Friday, July 24, 2015

Darkest Before Dawn?

It has been a tough few months for me. Mostly emotional challenges, fighting my inner demons etc.

Getting a placement within a company you are bonded to can either be really easy or really frustrating, difficult, exhausting and will downright destroy your self-esteem. It can be really easy if you are not fussy with the nature of the work you want to do or if you have a flexible degree like accounting and finance. For me though, it was the latter, for two main reasons.

First, I graduated with a law degree. The only place where I could logically be placed within a company would be the Legal department. But most people dont leave the Legal department once they enter. Maybe it's because of the job stability, the kinder environment (relative to law firms), maybe it's the pay.. I dont know for sure; only just know that turnover rate is low and that is a fact. Every division for Legal tells me they have no vacancy for a fresh graduate like me.

Secondly, I am a fussy pot. I dont do creative work, I dont enjoy auditing people, and I am not confident that I have any career prospect doing IT work. The only place I can fit in is the Legal department because I am a meticulous and anal person.
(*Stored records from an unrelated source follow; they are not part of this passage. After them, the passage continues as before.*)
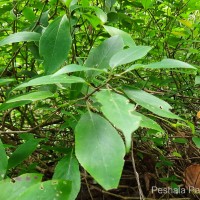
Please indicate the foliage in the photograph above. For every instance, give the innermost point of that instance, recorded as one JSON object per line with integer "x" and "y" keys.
{"x": 82, "y": 82}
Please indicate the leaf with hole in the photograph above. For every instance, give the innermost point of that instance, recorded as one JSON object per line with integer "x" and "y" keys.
{"x": 99, "y": 149}
{"x": 68, "y": 169}
{"x": 55, "y": 44}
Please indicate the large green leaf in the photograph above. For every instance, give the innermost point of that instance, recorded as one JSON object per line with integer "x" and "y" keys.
{"x": 128, "y": 41}
{"x": 117, "y": 109}
{"x": 68, "y": 169}
{"x": 11, "y": 190}
{"x": 6, "y": 106}
{"x": 100, "y": 56}
{"x": 50, "y": 79}
{"x": 52, "y": 189}
{"x": 150, "y": 102}
{"x": 99, "y": 149}
{"x": 32, "y": 96}
{"x": 128, "y": 55}
{"x": 20, "y": 37}
{"x": 22, "y": 152}
{"x": 3, "y": 161}
{"x": 74, "y": 68}
{"x": 55, "y": 44}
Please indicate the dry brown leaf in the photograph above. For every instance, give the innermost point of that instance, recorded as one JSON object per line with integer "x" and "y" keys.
{"x": 192, "y": 176}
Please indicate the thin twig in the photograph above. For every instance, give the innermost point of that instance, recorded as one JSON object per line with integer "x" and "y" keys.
{"x": 136, "y": 174}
I also considered the Strategy department mostly because it was where all the scholars go; and if all the high-achievers go there, it shouldnt be too bad a place aite?

Well I came in at a time when the company's recruitment activities were slowing down. Even internal transfers were getting impossible at that point. There was no justification for a law graduate to be doing finance work. So even Strategy turned me down.

I didnt really think I was going to survive this ordeal. Almost imagined myself being stuck doing something menial for the next year or so until my bond was served completely.

I am not sure what changed my luck but today, I was called for an interview. It was my second interview in six months and it also happened to be my first choice of employment within the company. So I was estatic. But having being let down so many times in the past few months, my heart is numb to the joy and I shall wait until the transfer is official.

I am writing this because I hope it can serve as a reminder for my future self that sometimes things get to their worst before maybe getting better. I wont say things happen for a reason, because things can still happen for a BAD reason.

Well we shall wait till 3 August 2015 to know whether my new job is confirmed. Then only we think about how to celebrate it.